Business Objects a déjà digéré Cartesis

Logiciels

Pierre Michel Peugnet, vice-président EPM pour la zone EMEA chez Business
Objects nous présente la feuille de route de ses solutions de gestion de la
performance de l’éditeur

Trois mois après le rachat de Cartesis en mai dernier, vous annoncez déjà une feuille de route ? Où en êtes-vous de l’intégration ?

Depuis le rachat de Cartesis, nous avons regroupé les équipes des deux entités, et ce, dans tous les pays. Notre politique de forte croissance externe nous a permis de mettre au point de vrais processus d’intégration, en nous appuyant sur la coordination de 20 à 25 groupes de travail rompus à l’exercice.
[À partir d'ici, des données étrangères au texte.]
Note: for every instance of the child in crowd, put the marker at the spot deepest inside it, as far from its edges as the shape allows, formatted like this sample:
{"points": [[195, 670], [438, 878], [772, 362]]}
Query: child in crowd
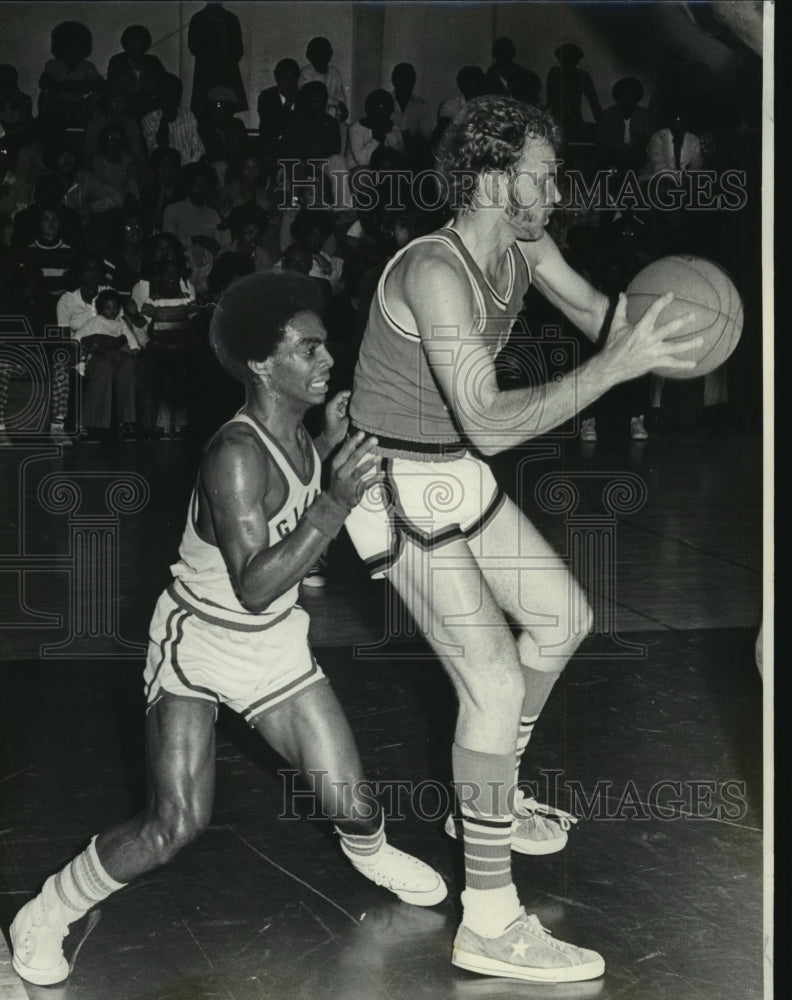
{"points": [[107, 360]]}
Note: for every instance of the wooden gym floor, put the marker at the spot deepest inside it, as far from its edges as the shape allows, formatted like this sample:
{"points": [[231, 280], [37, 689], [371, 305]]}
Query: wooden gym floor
{"points": [[655, 731]]}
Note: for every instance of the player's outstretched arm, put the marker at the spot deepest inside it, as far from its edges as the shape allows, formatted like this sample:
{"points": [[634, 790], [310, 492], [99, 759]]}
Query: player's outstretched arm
{"points": [[336, 424], [462, 360], [235, 476], [561, 284]]}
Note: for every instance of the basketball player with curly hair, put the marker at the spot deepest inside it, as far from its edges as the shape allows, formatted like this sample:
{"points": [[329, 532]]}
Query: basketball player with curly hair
{"points": [[228, 629], [500, 609]]}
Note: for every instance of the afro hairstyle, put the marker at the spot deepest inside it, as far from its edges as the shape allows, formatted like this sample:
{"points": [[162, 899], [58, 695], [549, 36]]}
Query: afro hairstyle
{"points": [[253, 313]]}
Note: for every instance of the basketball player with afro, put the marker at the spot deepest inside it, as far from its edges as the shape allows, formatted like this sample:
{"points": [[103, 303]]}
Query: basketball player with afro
{"points": [[228, 630], [500, 609]]}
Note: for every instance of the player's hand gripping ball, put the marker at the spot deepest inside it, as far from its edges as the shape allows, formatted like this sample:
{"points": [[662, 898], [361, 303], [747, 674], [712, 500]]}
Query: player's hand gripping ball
{"points": [[702, 288]]}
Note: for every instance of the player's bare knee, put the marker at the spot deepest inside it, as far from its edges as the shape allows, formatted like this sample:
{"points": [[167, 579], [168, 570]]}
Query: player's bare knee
{"points": [[500, 690], [173, 829]]}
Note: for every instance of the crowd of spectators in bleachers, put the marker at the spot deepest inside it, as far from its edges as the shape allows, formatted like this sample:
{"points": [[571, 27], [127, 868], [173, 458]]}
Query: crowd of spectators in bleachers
{"points": [[125, 210]]}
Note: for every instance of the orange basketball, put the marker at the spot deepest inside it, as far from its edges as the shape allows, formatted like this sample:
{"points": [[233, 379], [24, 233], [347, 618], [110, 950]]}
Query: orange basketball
{"points": [[700, 287]]}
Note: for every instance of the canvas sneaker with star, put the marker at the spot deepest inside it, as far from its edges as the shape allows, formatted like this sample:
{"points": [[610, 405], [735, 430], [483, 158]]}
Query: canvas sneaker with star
{"points": [[525, 950]]}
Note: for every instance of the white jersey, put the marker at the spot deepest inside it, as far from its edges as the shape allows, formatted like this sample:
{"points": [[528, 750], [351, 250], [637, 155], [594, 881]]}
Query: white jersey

En août dernier, nous avions déjà annoncé l’intégration de Cartesis dans notre suite Business Objects EPM (Enterprise Performance Management) et BI. Aujourd’hui, nous annonçons la sotie de la suite Business Objects EPM XI, avec la mise au standard XI des solutions Cartesis.

Quelles nouvelles approches analytiques proposez-vous ?

Avant, les suites financières visaient à mesurer l’écart entre le budget et l’exercice écoulé, souvent a posteriori. De plus, les solutions prévisionnelles et de gestion des coûts avançaient des chiffres qualifiés de ?prudents? ou ?risqués ?. Aujourd’hui avec Business Objects EPM XI, nous répondons à ces besoins avec des données prévisionnelles justes, en ?temps réel?. L’objectif : mesurer l’écart entre les résultats opérationnels et budget prévisionnel.

Cette solution représente une des premières suites intégrées de logiciels best-of-breed regroupant des fonctions de gestion de la performance d’entreprise et une plate-forme BI et EIM [NDLR : ETL + qualité des données]. Elle couvre les fonctions de consolidation financière, de reporting de gestion, d’élaboration budgétaire, de planification, de prévisions, d’analyse, de tableaux de bord, de scorecards ainsi que des outils d’analyse des coûts, d’optimisation de la rentabilité et de gouvernance financière. Ainsi, nous proposons la première suite intégrant la gestion de la profitabilité permettant par exemple de calculer des profits par client ou type de produits sur un département, ou encore le coût de mise en place du poste de travail d’un nouvel employé par l’informatique?

En quoi le rachat de Cartesis et de sa technologie IDM a-t-il renforcé votre offre ?

Pour parvenir aussi vite à intégrer ces logiciels, nous utilisons notre plate-forme BI robuste et le concept IDM (Integrated Data Model) de Cartesis. Stocker ces informations dans un modèle de données intégré (IDM) permet d’offrir à tous une seule version des données fiables assurant une cohérence au niveau de toute l’entreprise : unicité des données financières, gestion des référentiels, coûts, taux, etc. La manière dont leur outil est conçu nous a plu, et sera désormais la référence que viendront enrichir les fonctions d’applications financières existantes chez BO.

Dans la feuille de route, que préparez-vous pour cette fin d’année ?

D’ici fin septembre 2007, notre centre d’excellence EPM proposera des solutions packagées par métiers (par industrie) ou transversales. Les trois premières offres concerneront : l’optimisation de la gestion des flux de marchandises (SCM), la gestion du pricing pour les établissements financiers, la gestion du management par objectif (développé avec Accenture pour les best practices).

Enfin, d’ici fin 2007, nos premières solutions transversales d’EPM à destination des directeurs financiers seront commercialisées : l’une packagée pour la clôture financière, et l’autre pour le forecast (prévisionnel) et au contrôle des coûts.